Но тот как будто не слышал этих приветствий.
Единственный человек, которого терпел Арлюк, был Петя, и то, быть
может, потому, что ему приходилось жить с ним в одной комнате.
Еще задолго до окончательного выздоровления Арлюк проявлял склонность к
какой-то странной осторожности; он старался пореже встречаться с
прокаженными. Петю же терпел.
- Вот видишь, она уже сходит, я говорил тебе: я - сильнее ее.

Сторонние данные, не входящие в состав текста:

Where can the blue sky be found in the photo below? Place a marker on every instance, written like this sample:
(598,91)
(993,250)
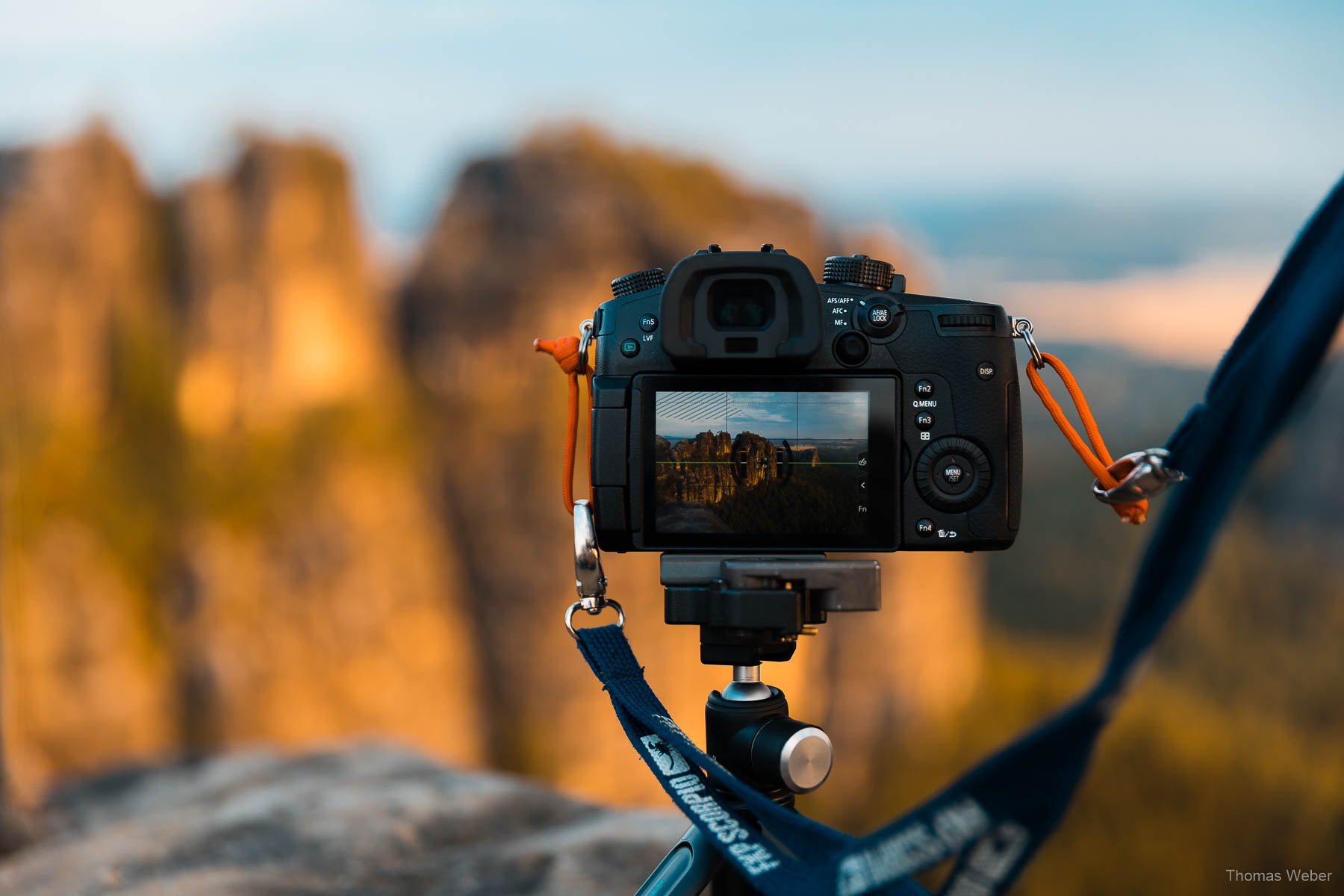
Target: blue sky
(799,417)
(848,104)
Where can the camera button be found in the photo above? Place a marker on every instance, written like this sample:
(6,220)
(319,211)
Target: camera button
(851,348)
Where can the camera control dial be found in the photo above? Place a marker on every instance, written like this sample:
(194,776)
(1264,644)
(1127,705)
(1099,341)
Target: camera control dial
(638,282)
(952,473)
(860,270)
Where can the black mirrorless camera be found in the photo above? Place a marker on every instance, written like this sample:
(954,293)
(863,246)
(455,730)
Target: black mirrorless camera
(741,406)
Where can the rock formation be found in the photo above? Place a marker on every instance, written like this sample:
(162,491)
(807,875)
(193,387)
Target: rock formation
(370,821)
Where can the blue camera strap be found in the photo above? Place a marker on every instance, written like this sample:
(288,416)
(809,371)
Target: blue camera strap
(996,815)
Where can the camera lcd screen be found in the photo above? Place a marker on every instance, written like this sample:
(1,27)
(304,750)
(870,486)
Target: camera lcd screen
(780,467)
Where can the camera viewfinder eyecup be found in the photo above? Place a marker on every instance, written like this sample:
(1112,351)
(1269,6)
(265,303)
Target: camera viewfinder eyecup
(741,307)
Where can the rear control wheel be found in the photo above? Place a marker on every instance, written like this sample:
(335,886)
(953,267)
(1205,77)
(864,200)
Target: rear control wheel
(952,473)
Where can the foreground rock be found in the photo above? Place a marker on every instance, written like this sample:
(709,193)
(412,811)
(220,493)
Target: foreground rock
(367,820)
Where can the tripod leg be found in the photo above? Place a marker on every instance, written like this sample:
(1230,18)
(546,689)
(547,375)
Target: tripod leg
(685,871)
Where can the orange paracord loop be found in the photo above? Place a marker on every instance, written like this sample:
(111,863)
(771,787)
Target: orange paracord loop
(1100,461)
(573,361)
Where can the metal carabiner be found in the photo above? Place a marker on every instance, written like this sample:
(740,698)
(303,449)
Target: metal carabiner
(585,339)
(1142,476)
(1021,329)
(589,579)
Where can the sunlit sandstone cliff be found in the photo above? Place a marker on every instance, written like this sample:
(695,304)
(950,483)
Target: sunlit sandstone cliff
(231,516)
(217,529)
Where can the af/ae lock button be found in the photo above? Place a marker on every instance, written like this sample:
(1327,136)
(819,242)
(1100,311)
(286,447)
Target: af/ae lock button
(880,317)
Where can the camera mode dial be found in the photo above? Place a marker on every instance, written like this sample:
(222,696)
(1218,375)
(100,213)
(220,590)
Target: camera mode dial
(860,270)
(952,473)
(638,282)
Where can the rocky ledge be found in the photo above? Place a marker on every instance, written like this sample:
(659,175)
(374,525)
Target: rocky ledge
(363,820)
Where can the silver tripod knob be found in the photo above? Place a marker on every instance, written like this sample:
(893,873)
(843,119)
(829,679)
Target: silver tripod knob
(806,759)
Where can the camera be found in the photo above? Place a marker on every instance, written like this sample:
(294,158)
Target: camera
(741,406)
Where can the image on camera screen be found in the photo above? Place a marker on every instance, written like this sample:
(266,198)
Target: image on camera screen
(761,462)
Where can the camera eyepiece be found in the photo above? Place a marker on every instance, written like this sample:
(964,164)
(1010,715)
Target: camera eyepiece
(759,308)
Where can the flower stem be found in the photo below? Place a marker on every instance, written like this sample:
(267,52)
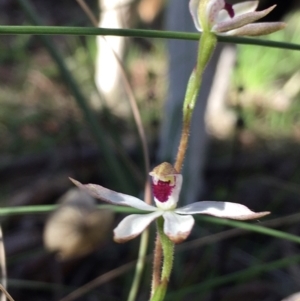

С тех пор как начали зарубцовываться язвы, пожравшие арлюковский нос,
вытравившие брови, искромсавшие лицо, Арлюк все чаще и чаще начал являться к
доктору Туркееву. Тот рассматривал этот процесс как нечто временное и не
придавал большого значения начавшемуся улучшению. Арлюк же иначе относился к
этому явлению. Он решил: начался исход проказы, и ждал его завершения с
упрямством и терпением кошки, караулящей мышь. И когда удивленный Туркеев
однажды констатировал отсутствие микробов проказы и объявил Арлюка
выздоровевшим, тот выразил желание немедленно уехать из лепрозория. Желание
его удовлетворено не было. Арлюк должен был прожить в лепрозории еще
некоторое время на испытании.
Один раз он сказал Пете:
- Ты ко мне не прикасайся.
- Почему? - удивился тот.
- И чая из моей чашки не пей, и на кровать не садись, и полотенце мое
не трогай,
- Почему, Арлюк?
- Так. Не хочу.
- Странно.
И только потом выяснилось: Арлюк боялся заразиться "чужой черной
немочью", как называл он проказу. Арлюк держался мнения, будто у каждого
человека есть своя собственная хворь и у каждого человека сидит она
по-разному: одного терзает, другого милует, один умирает от нее, другой
живет целую жизнь,- у каждого своя "черная немочь". И каждый организм
по-своему ведет с нею борьбу: один справляется, другой - нет, у одного
человека организм становится сильнее проказы, у другого - проказа сильнее
организма. "На свете,- говорил Арлюк,- проказ существует столько, сколько
существует больных. Все проказы разные, и к каждой из них человек
приспосабливается по-своему. Впусти в человека чужую проказу - крышка. С
двумя проказами - чужой и своей - человек никогда не справится.
И вот из боязни, что к нему "прилепится" чужая проказа, Арлюк стал
избегать общения с другими больными. В одно из посещений доктора Туркеева он
сказал ему:
- Теперь я, доктор, чистый, разрешите мне занять комнату на здоровом
дворе.
- На здоровом дворе? А разве тебе здесь плохо живется? Чего это тебе
туда захотелось?
- Да так, доктор, боюсь заразиться. Прилепится второй раз - значит,
аминь!
- Постой, батенька, что это ты говоришь? Заразиться? Чем заразиться?
Прежде всего - ясность: почему ты так думаешь?
Очки доктора Туркеева поползли на лоб, и он заморгал глазами, стараясь
понять мысль этого странного человека.
- Как чем, доктор,- изумился тот,- ясно, боль здесь одна - проказа.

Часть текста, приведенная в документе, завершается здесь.